We plan to expand the course to 20 trainees this year, and although the programme does not start until October, several applications have already been made.

E2SE is only part of the TBA’s training focus. With a view to raising awareness of the wide variety of jobs available in the breeding industry, The Thoroughbred Club Careers Course was held last November and attracted more than 80 delegates. Judging from the feedback, delegates thoroughly appreciated this unique course, which provided the chance to speak directly with prospective employers.

Each year we hold a seminar focusing on topical business, industry and management subjects. This year’s event, which takes place on Wednesday, July 17 has been timed to be held immediately after the TBA’s Annual General Meeting. Last but not least, the annual three-day Stud Farming Course in December gives breeders and stud staff the opportunity to refresh and expand their knowledge on stud management topics.

We value suggestions from TBA members about course topics, particularly for our day courses and lectures.

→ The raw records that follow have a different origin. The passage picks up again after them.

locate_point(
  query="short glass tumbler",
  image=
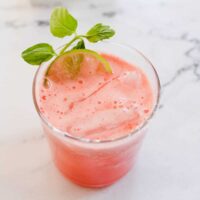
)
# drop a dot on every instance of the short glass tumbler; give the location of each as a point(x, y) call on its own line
point(98, 163)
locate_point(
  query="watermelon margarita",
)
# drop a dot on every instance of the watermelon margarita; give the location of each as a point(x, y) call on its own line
point(95, 120)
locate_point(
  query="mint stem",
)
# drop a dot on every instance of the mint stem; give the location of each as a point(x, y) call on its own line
point(69, 43)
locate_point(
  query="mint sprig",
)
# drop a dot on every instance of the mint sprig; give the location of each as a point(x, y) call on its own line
point(63, 24)
point(38, 53)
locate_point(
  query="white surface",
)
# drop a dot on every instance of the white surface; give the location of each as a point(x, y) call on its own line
point(168, 167)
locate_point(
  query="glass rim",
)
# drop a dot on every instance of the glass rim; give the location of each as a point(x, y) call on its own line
point(91, 141)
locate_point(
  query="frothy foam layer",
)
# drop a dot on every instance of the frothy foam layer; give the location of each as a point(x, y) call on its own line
point(98, 105)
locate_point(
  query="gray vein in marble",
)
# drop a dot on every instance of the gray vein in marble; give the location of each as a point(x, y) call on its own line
point(193, 54)
point(177, 74)
point(15, 24)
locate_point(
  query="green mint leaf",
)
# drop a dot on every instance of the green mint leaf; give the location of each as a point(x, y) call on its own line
point(99, 32)
point(79, 45)
point(62, 23)
point(38, 53)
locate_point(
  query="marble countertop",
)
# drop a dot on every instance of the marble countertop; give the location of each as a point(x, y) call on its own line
point(168, 167)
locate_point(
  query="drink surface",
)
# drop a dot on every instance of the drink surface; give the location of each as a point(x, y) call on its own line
point(95, 104)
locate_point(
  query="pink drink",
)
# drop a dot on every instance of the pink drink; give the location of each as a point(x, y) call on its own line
point(94, 112)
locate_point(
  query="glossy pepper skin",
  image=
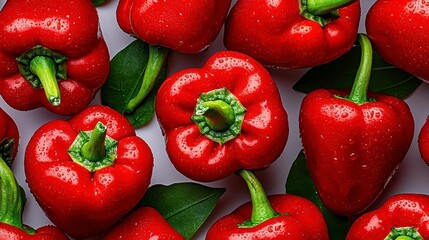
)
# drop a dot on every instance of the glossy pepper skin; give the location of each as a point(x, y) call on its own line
point(85, 176)
point(143, 223)
point(181, 25)
point(278, 34)
point(423, 141)
point(276, 217)
point(354, 143)
point(52, 55)
point(11, 208)
point(403, 216)
point(228, 115)
point(9, 138)
point(398, 33)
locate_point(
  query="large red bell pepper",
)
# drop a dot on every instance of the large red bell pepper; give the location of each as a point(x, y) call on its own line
point(353, 143)
point(51, 48)
point(11, 208)
point(423, 141)
point(397, 29)
point(88, 172)
point(188, 26)
point(277, 217)
point(9, 138)
point(143, 223)
point(225, 116)
point(293, 33)
point(401, 217)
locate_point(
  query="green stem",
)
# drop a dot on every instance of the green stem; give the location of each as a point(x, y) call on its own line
point(219, 115)
point(157, 57)
point(404, 233)
point(95, 148)
point(45, 69)
point(322, 7)
point(359, 90)
point(12, 198)
point(403, 238)
point(261, 207)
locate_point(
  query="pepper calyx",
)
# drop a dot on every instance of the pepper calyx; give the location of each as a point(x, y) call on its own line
point(42, 68)
point(94, 150)
point(404, 233)
point(6, 150)
point(219, 115)
point(322, 12)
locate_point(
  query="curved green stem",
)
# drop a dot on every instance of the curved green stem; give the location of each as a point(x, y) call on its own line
point(359, 90)
point(45, 69)
point(95, 148)
point(322, 7)
point(157, 57)
point(219, 115)
point(6, 150)
point(261, 207)
point(12, 197)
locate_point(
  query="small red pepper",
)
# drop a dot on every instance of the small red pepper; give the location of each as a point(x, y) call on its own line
point(397, 29)
point(401, 217)
point(52, 55)
point(277, 217)
point(11, 208)
point(294, 33)
point(181, 25)
point(9, 138)
point(88, 172)
point(143, 223)
point(228, 115)
point(354, 144)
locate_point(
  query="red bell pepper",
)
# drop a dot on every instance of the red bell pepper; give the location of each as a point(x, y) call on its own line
point(181, 25)
point(11, 208)
point(402, 217)
point(277, 217)
point(51, 48)
point(353, 143)
point(9, 138)
point(143, 223)
point(423, 141)
point(397, 29)
point(228, 115)
point(88, 172)
point(292, 34)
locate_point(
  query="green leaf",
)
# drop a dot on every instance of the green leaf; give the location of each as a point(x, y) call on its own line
point(340, 74)
point(185, 206)
point(146, 110)
point(127, 69)
point(299, 183)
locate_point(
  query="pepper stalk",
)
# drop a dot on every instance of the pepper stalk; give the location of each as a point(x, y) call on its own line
point(94, 150)
point(41, 67)
point(261, 206)
point(322, 11)
point(359, 90)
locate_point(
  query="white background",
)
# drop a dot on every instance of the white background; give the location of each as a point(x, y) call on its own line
point(412, 176)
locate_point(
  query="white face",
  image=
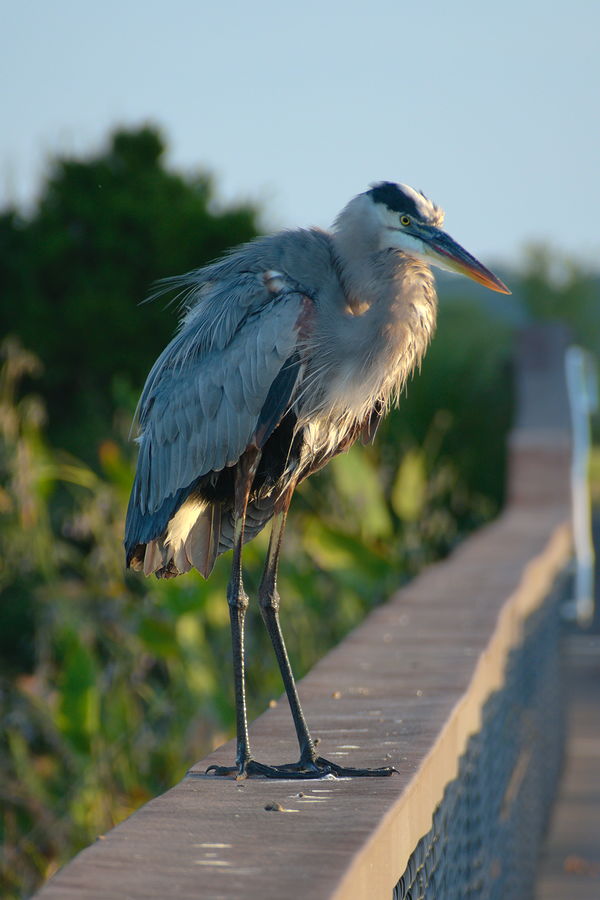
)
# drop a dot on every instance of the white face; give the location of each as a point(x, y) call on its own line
point(400, 229)
point(397, 232)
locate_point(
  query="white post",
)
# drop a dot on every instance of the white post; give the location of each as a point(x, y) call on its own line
point(583, 400)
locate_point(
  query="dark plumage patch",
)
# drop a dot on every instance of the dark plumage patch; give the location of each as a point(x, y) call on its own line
point(392, 196)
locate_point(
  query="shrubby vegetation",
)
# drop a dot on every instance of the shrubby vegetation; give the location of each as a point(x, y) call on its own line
point(110, 684)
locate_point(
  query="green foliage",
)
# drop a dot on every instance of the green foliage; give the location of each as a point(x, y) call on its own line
point(557, 288)
point(112, 684)
point(74, 272)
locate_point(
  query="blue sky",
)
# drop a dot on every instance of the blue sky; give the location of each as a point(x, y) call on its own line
point(492, 110)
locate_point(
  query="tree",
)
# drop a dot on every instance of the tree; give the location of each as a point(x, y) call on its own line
point(75, 270)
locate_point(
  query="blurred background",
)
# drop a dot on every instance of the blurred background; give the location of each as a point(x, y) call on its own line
point(142, 140)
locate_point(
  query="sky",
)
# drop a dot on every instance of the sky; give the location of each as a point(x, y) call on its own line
point(493, 110)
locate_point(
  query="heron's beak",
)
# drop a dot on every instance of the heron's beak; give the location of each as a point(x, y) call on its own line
point(446, 253)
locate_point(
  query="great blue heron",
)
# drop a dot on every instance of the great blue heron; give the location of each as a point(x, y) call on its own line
point(289, 349)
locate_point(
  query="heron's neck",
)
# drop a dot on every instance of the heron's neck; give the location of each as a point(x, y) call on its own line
point(390, 310)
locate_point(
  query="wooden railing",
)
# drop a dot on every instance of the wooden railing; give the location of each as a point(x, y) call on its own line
point(418, 685)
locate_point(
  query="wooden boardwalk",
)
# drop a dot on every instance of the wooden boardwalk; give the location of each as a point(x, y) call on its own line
point(570, 864)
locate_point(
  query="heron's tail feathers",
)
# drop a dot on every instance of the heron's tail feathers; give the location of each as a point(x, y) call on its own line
point(196, 535)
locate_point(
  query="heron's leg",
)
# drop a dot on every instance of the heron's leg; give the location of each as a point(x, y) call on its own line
point(309, 765)
point(269, 606)
point(238, 604)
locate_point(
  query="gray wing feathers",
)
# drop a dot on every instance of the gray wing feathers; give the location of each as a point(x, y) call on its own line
point(199, 409)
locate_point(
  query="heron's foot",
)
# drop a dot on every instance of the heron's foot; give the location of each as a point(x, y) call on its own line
point(312, 768)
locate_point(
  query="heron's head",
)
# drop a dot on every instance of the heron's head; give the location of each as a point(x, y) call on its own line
point(410, 222)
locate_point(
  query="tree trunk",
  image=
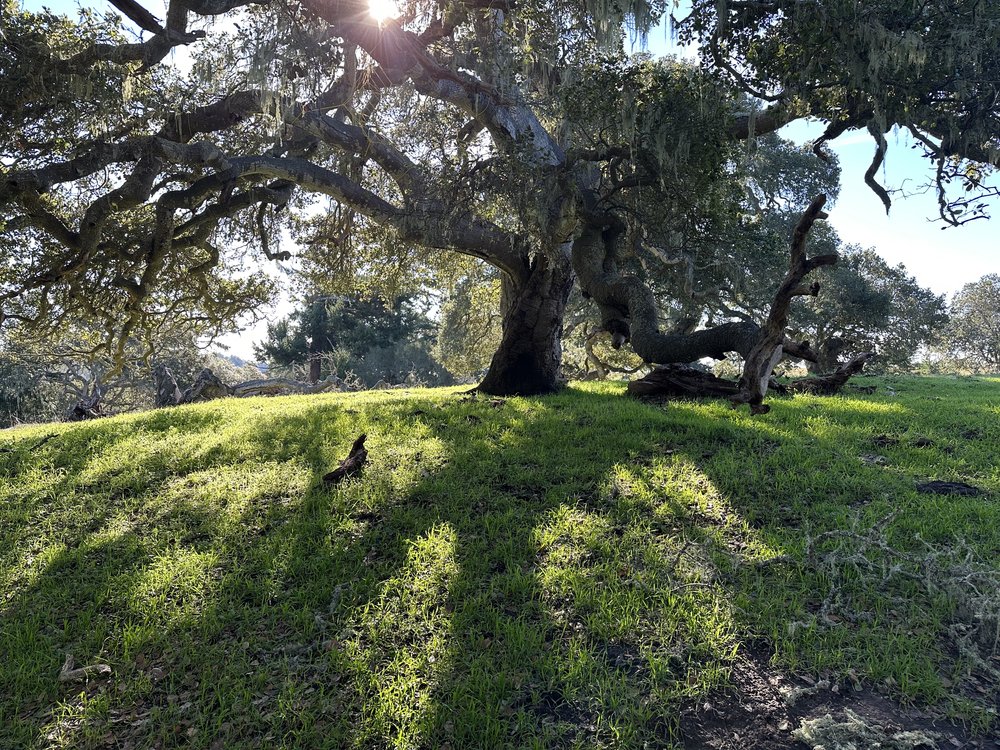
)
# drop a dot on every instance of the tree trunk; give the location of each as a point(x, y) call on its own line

Working with the National Stud, this year’s funding from the Racing Foundation will enable us to deliver two regional courses in Yorkshire and Shropshire in July, focussing on growth and development in the young horse with topics including nutrition and grassland management.

The racing industry is planning to spend a significant sum this year on recruitment and training, and it is vitally important that the support the TBA receives from the Levy Board and Racing Foundation, as well as from our own resources, is used wisely.

These are important areas, but retention is also vital, and every employer must work with their staff to make sure there is a clear understanding of the work and hours involved and be flexible where possible in this modern age of employee expectations.

Working with thoroughbred horses is exciting and challenging but also hugely satisfying. These horses are bred to race and win, and that generally rewards those who look after them. The bond between man and horse goes back thousands of years, and while the thoroughbred may be a relatively new breed, we look to raise an animal that is responsive to human kindness.

Good temperament and will to win should be important in our breeding decisions, and they can also ensure that the sport is able to attract employees from outside the narrow equine sector and with less traditional backgrounds to enjoy a richly rewarding career in the sport.